Lack of Vitamin A can cause poor vision, including night vision, and vision can be restored by adding Vitamin A back into the diet. An urban legend says eating large amounts of carrots will allow one to see in the dark. The legend developed from stories of British gunners in World War II who were able to shoot down German planes in the darkness of night. The legend arose during the Battle of Britain when the RAF circulated a story about their pilots' carrot consumption as an attempt to cover up the discovery and effective use of radar technologies in engaging enemy planes, as well as the use of red light (which does not destroy night vision) in aircraft instruments.[7][8] It reinforced existing German folklore and helped to encourage Britons—looking to improve their night vision during the blackouts—to grow and eat the vegetable.
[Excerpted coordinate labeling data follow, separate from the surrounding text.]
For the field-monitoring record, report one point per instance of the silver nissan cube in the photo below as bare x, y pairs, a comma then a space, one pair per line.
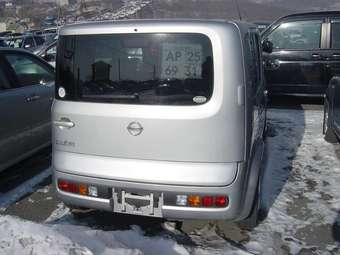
162, 118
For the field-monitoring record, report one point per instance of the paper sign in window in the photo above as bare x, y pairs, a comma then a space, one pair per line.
181, 61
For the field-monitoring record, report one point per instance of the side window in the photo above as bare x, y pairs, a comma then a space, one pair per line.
29, 43
297, 35
335, 35
28, 70
39, 40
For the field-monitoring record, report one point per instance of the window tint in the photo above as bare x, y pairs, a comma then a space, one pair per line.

Ethnomedically, the roots are used to treat digestive problems, intestinal parasites, and tonsillitis or constipation.


A basket of carrots displayed in a Singapore supermarket. Workers harvesting carrots, Imperial Valley, California, 1948

The wild ancestors of the carrot are likely to have come from Afghanistan, which remains the centre of diversity of D. carota, the wild carrot. Selective breeding over the centuries of a naturally-occurring subspecies of the wild carrot, Daucus carota subsp. sativus reducing bitterness, increasing sweetness and minimizing the woody core, has produced the familiar garden vegetable.[9][10]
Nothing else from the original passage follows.